Conv2d

class Conv2d(in_channels, out_channels, kernel_size, stride=1, padding=0, dilation=1, groups=1, bias=True, conv_mode='cross_correlation', compute_mode='default', **kwargs)[源代码]

对输入张量进行二维卷积

For instance, given an input of the size \((N, C_{\text{in}}, H, W)\), this layer generates an output of the size \((N, C_{\text{out}}, H_{\text{out}}, W_{\text{out}})\) through the process described as below:

\[\text{out}(N_i, C_{\text{out}_j}) = \text{bias}(C_{\text{out}_j}) + \sum_{k = 0}^{C_{\text{in}} - 1} \text{weight}(C_{\text{out}_j}, k) \star \text{input}(N_i, k)\]

其中 \(\star\) 是有效的2D互相关运算; \(N\) 是批大小; \(C\) 表示通道数; \(H\) 是以像素为单位输入平面的高度; \(W\) 是以像素为单位的平面宽度。

通常,输出的特征图的形状可以被下面的方式推导出来:

input: \((N, C_{\text{in}}, H_{\text{in}}, W_{\text{in}})\)

output: \((N, C_{\text{out}}, H_{\text{out}}, W_{\text{out}})\) where

\[\text{H}_{out} = \lfloor \frac{\text{H}_{in} + 2 * \text{padding[0]} - \text{dilation[0]} * (\text{kernel_size[0]} - 1) - 1}{\text{stride[0]}} + 1 \rfloor\]
\[\text{W}_{out} = \lfloor \frac{\text{W}_{in} + 2 * \text{padding[1]} - \text{dilation[1]} * (\text{kernel_size[1]} - 1) - 1}{\text{stride[1]}} + 1 \rfloor\]

groups == in_channelsout_channels == K * in_channels ,其中 K 是正整数,该操作也被称为深度方向卷积(depthwise convolution)。

In other words, for an input of size \((N, C_{in}, H_{in}, W_{in})\), a depthwise convolution with a depthwise multiplier K, can be constructed by arguments \((in\_channels=C_{in}, out\_channels=C_{in} \times K, ..., groups=C_{in})\).

参数
  • in_channels (int) – 输入数据中的通道数。

  • out_channels (int) – 输出数据中的通道数。

  • kernel_size (Union[int, Tuple[int, int]]) – size of weight on spatial dimensions. If kernel_size is an int, the actual kernel size would be (kernel_size, kernel_size).

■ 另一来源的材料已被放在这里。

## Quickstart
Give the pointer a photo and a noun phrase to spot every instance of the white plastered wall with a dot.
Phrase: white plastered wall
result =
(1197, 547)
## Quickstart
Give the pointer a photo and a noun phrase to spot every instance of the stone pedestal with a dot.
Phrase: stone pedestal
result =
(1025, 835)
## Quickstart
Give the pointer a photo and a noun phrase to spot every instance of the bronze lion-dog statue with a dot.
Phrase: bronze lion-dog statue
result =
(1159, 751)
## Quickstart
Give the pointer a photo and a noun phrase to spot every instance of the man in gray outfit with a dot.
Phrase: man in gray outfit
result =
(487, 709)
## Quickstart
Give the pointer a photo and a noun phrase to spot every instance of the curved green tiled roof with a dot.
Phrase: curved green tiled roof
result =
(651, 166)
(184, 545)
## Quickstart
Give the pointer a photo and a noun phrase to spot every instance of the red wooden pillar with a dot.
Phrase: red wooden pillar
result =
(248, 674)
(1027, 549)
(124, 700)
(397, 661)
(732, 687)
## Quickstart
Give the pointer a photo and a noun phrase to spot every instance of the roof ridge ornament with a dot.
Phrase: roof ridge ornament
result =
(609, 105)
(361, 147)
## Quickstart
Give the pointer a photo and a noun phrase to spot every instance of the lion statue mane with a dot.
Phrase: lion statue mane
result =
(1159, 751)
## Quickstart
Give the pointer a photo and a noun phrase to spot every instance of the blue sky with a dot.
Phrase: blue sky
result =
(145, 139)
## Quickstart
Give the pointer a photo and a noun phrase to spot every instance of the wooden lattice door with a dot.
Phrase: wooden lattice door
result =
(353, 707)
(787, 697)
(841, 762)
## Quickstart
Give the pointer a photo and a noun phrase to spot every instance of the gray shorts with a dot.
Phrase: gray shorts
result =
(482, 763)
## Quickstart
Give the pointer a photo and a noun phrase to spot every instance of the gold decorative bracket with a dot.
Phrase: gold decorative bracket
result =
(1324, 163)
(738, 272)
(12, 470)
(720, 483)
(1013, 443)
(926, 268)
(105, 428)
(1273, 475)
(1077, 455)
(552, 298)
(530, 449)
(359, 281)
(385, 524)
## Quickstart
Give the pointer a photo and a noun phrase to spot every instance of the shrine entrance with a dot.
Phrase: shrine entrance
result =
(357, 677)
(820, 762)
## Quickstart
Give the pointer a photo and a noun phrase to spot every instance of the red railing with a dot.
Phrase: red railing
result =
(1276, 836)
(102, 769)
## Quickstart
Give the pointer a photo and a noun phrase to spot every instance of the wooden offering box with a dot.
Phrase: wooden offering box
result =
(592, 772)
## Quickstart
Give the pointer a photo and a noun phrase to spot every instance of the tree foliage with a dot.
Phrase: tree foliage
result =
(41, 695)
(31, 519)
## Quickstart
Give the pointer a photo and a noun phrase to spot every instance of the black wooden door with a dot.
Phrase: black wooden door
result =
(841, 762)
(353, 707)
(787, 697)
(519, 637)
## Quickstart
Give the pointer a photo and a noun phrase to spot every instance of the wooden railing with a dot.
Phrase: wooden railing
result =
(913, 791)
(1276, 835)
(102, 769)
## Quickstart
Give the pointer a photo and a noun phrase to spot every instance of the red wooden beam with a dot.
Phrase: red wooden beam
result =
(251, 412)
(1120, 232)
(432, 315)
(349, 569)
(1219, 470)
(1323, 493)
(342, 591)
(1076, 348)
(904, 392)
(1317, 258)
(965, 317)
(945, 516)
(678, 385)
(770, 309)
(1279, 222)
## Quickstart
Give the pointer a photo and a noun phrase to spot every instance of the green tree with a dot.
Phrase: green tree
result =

  • stride (Union[int, Tuple[int, int]]) – 二维卷积运算的步长。默认:1

  • padding (Union[int, Tuple[int, int]]) – 输入数据空域维度两侧的填充(padding)大小。仅支持填充0值。默认:0

  • dilation (Union[int, Tuple[int, int]]) – 二维卷积运算的空洞(dilation)。默认:1

  • groups (int) – number of groups into which the input and output channels are divided, so as to perform a grouped convolution. When groups is not 1, in_channels and out_channels must be divisible by groups, and the shape of weight should be (groups, out_channel // groups, in_channels // groups, height, width). Default: 1

  • bias (bool) – 是否将偏置(bias)加入卷积的结果中。默认:True

  • conv_mode (str) – Supports cross_correlation. Default: cross_correlation

  • compute_mode (str) – When set to “default”, no special requirements will be placed on the precision of intermediate results. When set to “float32”, “float32” would be used for accumulator and intermediate result, but only effective when input and output are of float16 dtype.

注解

  • weight usually has shape (out_channels, in_channels, height, width) ,

    if groups is not 1, shape will be (groups, out_channels // groups, in_channels // groups, height, width)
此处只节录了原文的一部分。